The study was conducted from 2016-2019 with 12 months of clinic follow-up in two hospitals in Malawi and Zimbabwe.

The children, ages 6-19 years with perinatally acquired HIV and HCLD who had been taking ART for 6 months or longer, were randomized 1:1 to AZM or placebo. HCLD was defined as forced expiratory volume in 1 second [FEV1] z score < −1. The median age of the 347 children in the study was 15.3 years (median [interquartile range: 12.7-17.7]). More than half of the study participants were boys. There were 174 children randomized to azithromycin and 173 in the placebo group. The primary outcome was analyzed in 162 children in the intervention arm and 146 in the placebo group.

The children in the intervention arm were given once-weekly AZM. “Dosing was by participant weight: 10 to 19.9 kg, 250 mg; 20 to 29.9 kg, 500 mg; 30 to 39.9 kg, 750 mg; and 40 kg or more, 1,250 mg,” Ferrand and colleagues wrote.

The mean difference in FEV1 z score was the primary outcome, with AREs, all-cause hospitalizations, mortality, and weight-for-age z score as the secondary outcomes.

“The mean difference in FEV1 z score was 0.06 (95%CI, −0.10 to 0.21; P = 0.48) higher in the azithromycin group than in the placebo group, a nonsignificant difference,” Ferrand and colleagues wrote. “The rate of AREs was 12.1 events per 100 person-years in the azithromycin group and 24.7 events per 100 person-years in the placebo groups (hazard ratio, 0.50; 95% CI, 0.27 to 0.93; P = 0.03).”

There were 1.3 hospitalization events per 100 person-years in the azithromycin group versus 7.1 per 100 person-years in the placebo group, again not significant (hazard ratio, 0.24; 95% CI, 0.06 to 1.07; P = 0.06).

“The mean weight-for-age z score was 0.03 (95% CI, −0.08 to 0.14; P = 0.56) higher in the azithromycin group than in the placebo group, although the difference was not significant,” the study authors noted.

Three deaths occurred in the placebo group, and the researchers reported that there were no severe drug-related adverse events. The participants in the azithromycin group did have more gastrointestinal symptoms, but they were minor and resolved quickly.
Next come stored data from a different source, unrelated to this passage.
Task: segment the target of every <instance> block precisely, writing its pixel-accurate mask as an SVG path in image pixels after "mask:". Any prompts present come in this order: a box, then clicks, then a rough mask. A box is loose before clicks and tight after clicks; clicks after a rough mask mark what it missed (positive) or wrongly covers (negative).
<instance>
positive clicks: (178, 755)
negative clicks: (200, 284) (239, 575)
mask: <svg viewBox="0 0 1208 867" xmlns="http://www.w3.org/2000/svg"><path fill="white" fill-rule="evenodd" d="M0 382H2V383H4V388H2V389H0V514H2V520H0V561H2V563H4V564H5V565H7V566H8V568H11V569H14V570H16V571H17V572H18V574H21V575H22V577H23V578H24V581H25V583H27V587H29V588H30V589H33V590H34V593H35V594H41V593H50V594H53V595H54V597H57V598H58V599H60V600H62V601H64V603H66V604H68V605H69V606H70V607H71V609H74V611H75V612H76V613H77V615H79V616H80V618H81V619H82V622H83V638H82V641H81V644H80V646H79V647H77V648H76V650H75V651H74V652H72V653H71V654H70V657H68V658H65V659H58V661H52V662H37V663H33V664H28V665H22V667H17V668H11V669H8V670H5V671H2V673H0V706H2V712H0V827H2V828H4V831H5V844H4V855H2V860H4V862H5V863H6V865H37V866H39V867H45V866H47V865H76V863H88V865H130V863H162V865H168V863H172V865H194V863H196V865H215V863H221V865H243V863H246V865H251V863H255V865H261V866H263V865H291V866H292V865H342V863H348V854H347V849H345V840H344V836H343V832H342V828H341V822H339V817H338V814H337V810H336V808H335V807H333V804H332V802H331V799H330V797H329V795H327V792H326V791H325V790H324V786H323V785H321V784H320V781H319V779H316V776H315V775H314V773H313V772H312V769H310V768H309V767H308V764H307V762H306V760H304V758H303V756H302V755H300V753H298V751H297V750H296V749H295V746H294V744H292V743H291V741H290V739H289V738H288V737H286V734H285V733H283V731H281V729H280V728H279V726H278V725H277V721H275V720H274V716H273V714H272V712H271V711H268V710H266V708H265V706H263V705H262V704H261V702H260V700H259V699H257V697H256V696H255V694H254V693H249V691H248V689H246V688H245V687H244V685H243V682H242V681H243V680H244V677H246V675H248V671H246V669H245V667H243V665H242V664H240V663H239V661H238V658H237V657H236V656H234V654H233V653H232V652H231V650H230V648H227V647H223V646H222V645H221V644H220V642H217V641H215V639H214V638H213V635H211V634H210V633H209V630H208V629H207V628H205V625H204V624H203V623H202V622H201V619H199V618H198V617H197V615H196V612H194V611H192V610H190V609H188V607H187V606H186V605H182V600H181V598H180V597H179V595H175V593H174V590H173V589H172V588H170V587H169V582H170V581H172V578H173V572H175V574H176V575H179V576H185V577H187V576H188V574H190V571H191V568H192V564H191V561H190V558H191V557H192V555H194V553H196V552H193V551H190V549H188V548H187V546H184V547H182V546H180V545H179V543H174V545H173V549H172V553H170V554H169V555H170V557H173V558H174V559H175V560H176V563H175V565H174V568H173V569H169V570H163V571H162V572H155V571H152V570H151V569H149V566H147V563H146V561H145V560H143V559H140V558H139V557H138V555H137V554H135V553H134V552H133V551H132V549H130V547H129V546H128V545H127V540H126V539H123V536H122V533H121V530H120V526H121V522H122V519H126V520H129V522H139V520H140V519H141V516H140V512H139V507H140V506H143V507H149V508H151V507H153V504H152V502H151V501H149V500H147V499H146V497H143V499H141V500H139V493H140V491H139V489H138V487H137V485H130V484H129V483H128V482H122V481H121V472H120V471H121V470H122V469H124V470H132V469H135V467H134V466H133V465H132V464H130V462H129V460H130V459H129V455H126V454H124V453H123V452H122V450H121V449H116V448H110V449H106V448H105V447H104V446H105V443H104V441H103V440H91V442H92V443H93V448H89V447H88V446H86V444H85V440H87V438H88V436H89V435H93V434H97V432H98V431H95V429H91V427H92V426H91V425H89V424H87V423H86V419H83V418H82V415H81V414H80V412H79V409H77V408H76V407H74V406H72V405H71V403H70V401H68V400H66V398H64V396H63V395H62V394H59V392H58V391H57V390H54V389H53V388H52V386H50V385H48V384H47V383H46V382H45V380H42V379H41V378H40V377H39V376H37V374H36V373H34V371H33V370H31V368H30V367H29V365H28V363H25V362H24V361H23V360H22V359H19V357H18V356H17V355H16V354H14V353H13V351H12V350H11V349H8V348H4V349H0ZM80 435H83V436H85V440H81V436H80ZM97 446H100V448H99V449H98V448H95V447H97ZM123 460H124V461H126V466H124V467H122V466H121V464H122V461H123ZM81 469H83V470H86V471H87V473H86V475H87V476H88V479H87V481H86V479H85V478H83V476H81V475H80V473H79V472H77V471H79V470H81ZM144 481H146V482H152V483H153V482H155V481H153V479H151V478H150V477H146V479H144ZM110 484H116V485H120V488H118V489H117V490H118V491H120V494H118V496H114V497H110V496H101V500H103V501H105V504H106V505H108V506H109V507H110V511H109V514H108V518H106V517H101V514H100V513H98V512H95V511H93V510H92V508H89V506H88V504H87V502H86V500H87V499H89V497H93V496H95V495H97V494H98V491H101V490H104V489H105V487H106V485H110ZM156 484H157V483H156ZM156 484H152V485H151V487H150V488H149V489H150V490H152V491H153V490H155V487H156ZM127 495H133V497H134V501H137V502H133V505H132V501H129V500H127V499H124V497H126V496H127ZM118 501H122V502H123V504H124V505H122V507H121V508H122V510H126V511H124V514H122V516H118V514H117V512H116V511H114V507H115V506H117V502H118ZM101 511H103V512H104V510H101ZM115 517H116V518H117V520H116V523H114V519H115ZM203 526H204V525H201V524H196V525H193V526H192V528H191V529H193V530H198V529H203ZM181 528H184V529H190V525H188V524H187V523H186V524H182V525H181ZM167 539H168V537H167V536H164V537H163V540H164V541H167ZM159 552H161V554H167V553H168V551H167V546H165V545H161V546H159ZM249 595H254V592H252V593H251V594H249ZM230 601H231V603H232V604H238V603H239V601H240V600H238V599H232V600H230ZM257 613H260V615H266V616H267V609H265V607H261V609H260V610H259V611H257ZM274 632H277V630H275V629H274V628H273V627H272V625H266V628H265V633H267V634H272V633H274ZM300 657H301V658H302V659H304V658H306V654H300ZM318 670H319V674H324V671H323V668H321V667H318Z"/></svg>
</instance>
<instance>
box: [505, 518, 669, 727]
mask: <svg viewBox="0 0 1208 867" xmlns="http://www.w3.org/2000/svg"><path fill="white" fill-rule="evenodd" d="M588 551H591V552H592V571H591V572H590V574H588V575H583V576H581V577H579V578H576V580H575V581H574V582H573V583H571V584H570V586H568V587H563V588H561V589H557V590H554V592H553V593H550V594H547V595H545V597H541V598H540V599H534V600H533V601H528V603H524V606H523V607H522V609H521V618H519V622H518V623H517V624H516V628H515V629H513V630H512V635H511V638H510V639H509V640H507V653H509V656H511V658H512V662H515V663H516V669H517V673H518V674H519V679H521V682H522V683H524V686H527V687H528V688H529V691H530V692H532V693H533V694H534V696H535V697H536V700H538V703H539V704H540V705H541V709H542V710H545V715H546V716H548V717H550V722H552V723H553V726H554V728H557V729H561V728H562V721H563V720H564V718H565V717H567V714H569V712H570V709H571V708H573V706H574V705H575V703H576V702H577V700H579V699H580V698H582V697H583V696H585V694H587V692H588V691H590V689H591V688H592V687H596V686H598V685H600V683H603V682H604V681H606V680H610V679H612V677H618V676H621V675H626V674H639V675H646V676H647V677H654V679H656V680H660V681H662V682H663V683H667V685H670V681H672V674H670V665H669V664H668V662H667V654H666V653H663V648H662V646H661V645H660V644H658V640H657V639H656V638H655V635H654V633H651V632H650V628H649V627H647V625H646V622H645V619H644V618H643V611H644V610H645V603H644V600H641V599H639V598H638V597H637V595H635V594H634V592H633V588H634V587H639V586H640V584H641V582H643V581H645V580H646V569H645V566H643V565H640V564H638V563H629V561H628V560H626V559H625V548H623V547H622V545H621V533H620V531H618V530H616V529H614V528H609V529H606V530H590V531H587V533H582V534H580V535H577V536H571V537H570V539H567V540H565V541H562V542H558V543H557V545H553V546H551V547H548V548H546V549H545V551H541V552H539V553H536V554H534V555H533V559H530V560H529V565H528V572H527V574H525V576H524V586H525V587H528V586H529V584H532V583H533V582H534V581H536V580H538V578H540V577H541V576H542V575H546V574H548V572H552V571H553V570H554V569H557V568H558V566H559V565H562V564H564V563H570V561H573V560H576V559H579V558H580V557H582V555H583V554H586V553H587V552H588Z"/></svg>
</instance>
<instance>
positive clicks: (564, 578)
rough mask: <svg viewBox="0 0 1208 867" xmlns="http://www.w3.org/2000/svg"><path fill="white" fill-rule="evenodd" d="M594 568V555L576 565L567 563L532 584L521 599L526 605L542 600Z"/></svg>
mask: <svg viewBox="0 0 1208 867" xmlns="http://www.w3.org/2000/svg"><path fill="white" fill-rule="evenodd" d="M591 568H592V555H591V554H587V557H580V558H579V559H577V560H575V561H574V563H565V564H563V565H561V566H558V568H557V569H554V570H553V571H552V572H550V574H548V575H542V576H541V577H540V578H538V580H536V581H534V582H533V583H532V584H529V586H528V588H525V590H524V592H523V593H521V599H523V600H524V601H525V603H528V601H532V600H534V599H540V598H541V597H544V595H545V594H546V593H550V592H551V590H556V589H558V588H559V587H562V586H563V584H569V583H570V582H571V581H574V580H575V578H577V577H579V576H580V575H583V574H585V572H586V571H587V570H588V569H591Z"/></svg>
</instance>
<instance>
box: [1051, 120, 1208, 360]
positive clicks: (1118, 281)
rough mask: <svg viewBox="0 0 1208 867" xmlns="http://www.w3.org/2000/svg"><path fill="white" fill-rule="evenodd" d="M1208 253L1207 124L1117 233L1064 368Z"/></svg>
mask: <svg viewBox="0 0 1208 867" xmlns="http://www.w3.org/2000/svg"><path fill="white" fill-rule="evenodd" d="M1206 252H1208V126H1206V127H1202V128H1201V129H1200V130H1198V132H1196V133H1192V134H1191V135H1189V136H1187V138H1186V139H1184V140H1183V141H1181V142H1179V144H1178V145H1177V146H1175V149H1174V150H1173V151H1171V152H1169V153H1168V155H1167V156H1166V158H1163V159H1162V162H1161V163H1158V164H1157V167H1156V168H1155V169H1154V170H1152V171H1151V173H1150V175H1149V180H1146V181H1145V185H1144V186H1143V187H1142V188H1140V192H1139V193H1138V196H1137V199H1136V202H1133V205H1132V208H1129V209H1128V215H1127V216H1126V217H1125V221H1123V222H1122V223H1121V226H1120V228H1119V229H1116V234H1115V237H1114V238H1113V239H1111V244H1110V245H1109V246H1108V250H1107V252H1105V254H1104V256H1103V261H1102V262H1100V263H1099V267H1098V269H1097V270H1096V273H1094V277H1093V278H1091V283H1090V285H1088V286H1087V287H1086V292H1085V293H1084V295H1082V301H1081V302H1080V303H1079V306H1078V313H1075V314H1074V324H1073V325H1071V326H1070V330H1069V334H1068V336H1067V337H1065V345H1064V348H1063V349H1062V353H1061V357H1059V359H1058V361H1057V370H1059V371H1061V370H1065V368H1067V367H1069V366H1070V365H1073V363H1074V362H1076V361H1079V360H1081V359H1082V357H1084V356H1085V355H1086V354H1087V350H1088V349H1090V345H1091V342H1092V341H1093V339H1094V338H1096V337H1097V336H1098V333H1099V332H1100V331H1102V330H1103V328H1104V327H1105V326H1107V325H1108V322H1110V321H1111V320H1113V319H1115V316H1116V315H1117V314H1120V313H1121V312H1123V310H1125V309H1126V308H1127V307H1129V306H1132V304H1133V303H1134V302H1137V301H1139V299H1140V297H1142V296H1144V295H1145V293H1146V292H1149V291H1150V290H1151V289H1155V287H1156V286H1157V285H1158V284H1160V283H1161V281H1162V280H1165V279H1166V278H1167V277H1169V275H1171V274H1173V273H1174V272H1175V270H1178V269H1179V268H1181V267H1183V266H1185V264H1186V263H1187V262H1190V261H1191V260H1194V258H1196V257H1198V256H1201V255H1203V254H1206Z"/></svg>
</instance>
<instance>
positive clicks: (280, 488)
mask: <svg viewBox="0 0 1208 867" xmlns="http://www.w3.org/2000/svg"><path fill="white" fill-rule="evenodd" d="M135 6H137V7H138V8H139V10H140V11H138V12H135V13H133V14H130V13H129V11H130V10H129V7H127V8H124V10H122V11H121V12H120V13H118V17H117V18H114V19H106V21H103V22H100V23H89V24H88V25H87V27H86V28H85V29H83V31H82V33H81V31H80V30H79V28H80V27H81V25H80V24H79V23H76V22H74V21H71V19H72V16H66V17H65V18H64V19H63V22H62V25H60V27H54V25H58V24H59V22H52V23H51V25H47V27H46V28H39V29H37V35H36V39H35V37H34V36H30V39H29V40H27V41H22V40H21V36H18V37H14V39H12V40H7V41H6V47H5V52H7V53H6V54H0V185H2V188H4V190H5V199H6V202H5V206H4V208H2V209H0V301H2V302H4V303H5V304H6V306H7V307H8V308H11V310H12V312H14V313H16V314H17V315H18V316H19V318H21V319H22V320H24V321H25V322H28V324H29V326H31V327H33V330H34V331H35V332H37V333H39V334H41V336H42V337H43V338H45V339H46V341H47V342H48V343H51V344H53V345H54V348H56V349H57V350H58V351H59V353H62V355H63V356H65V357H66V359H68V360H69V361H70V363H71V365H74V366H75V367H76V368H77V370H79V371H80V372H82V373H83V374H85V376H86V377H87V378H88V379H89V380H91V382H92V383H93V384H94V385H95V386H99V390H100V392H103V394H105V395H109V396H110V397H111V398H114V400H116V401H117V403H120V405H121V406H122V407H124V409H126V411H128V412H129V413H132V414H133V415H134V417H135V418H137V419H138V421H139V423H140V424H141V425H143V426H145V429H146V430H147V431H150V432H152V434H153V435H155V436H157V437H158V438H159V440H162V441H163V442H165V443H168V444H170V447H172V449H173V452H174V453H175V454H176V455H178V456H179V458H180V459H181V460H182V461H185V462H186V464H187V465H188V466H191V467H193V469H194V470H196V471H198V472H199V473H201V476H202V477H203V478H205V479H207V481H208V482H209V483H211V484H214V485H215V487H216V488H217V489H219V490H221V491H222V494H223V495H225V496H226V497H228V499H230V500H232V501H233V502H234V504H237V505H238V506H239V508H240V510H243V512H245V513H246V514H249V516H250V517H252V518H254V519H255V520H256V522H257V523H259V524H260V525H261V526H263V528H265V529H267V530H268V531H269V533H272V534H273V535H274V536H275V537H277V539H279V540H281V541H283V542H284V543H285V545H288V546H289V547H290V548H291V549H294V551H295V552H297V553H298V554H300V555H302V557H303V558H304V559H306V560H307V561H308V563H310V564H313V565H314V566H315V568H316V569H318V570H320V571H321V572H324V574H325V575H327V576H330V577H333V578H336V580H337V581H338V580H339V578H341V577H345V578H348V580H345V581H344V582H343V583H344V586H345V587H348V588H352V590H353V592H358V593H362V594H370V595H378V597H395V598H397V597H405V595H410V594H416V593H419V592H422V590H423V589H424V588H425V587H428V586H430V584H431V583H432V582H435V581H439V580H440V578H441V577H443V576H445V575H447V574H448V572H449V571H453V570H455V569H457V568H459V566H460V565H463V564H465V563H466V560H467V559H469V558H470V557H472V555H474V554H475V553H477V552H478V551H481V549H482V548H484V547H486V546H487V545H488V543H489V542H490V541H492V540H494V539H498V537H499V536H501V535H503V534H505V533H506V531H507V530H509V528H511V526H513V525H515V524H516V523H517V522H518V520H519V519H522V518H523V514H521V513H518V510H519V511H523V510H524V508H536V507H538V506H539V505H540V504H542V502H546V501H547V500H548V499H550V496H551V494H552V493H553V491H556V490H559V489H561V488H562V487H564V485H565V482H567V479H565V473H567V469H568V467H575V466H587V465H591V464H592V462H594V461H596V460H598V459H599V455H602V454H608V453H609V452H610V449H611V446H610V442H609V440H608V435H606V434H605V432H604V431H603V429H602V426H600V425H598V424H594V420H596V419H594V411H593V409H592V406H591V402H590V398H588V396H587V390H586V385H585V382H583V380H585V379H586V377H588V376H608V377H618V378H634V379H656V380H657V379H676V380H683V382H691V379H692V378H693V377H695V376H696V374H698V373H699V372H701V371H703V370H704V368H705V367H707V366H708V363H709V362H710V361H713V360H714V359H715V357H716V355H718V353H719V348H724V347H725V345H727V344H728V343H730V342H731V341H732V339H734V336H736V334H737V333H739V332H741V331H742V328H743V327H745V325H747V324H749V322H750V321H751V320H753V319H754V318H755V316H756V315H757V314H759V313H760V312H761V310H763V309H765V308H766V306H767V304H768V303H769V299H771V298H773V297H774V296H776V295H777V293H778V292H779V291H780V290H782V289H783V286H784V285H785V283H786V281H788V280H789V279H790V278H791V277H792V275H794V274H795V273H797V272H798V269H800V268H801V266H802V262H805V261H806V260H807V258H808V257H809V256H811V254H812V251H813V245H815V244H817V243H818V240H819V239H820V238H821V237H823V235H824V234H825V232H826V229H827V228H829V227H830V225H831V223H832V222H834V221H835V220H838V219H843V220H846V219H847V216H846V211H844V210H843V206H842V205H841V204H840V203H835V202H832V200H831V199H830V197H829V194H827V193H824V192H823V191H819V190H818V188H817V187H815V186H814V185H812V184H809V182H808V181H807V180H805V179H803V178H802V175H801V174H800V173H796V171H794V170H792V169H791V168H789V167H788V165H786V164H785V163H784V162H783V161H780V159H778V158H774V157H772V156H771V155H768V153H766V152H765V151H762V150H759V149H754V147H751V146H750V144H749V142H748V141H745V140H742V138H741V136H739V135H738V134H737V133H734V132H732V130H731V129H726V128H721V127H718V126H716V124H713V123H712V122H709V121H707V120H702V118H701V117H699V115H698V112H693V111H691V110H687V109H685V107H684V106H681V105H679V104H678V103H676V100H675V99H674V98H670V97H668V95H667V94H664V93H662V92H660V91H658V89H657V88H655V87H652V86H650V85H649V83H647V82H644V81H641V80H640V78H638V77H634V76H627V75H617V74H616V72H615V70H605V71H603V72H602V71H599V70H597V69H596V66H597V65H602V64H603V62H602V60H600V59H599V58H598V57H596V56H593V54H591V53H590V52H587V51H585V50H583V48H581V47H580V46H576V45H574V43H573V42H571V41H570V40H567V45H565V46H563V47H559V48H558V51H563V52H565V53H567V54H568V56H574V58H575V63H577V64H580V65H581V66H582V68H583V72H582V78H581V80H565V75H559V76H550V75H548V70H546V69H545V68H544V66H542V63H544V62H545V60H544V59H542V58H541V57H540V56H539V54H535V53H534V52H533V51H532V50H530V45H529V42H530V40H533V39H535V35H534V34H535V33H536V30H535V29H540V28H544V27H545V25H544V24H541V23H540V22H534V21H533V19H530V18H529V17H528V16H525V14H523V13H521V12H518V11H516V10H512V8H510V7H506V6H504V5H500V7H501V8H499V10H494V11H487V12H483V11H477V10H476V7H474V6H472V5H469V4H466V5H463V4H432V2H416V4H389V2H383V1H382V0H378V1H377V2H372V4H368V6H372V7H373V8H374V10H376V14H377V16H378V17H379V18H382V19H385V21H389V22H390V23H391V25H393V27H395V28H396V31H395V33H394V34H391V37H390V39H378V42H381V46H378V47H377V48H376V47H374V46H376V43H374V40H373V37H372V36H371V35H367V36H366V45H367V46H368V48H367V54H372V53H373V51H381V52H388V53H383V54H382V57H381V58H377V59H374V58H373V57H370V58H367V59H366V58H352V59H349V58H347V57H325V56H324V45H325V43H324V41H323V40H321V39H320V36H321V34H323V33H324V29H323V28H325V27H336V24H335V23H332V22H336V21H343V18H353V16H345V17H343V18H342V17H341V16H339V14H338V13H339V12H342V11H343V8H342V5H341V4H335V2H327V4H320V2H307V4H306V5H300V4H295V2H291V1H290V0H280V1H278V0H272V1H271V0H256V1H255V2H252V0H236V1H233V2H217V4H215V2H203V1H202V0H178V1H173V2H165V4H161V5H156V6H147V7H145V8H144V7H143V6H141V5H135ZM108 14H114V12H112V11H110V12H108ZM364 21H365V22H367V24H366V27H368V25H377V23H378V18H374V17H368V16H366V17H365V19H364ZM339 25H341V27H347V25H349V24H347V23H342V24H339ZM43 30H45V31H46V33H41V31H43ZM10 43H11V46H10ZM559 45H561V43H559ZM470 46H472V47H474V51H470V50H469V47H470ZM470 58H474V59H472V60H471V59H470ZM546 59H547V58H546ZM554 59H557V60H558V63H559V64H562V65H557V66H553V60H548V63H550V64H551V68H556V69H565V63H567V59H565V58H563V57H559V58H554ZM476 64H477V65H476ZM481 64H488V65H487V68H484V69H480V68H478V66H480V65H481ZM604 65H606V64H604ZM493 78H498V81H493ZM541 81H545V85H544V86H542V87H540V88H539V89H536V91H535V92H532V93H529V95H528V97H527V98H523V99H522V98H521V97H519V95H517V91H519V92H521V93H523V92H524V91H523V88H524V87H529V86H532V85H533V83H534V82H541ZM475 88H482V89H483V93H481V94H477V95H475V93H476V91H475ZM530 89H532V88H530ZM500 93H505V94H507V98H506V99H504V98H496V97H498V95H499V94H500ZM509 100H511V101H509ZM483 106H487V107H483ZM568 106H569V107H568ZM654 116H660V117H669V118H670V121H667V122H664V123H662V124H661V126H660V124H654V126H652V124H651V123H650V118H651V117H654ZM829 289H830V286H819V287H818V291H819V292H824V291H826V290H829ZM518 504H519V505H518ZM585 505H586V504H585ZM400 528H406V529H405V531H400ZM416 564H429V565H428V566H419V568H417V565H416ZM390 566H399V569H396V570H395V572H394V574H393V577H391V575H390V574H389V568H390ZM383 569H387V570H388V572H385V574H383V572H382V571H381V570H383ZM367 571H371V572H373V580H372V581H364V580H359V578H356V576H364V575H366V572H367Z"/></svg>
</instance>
Limitations of the study include the higher loss to follow-up in the placebo group and that, since spirometry is “operator-dependent,” there could possibly be errors in FEV measurement, the study authors noted.

While the primary outcome of this trial was not met, the study authors noted that azithromycin may still have a place in treating this patient population.

“AZM has previous proven efficacy for treating a variety of chronic lung diseases, is safe, and is well tolerated,” Ferrand and colleagues noted in their conclusion. “Future research should identify patient groups who would benefit most from this intervention, optimum treatment length and dosing schedules, and sustainability of treatment effect.”

  1. Giving children, who are already on antiretroviral therapy (ART) and have HIV-associated chronic lung disease (HCLD), a once-weekly dose of azithromycin (AZM) was associated with reduced acute respiratory exacerbations (AREs); however, the drug did not improve lung function, according to results from a randomized study.

  2. The children given AZM also experienced fewer hospitalizations; however, this was not seen as statistically significant in the study.

Candace Hoffmann, Managing Editor, BreakingMED™

The study was funded through the Global Health and Vaccination Programme of the Norwegian Research Council.

Ferrand disclosed no relevant relationships.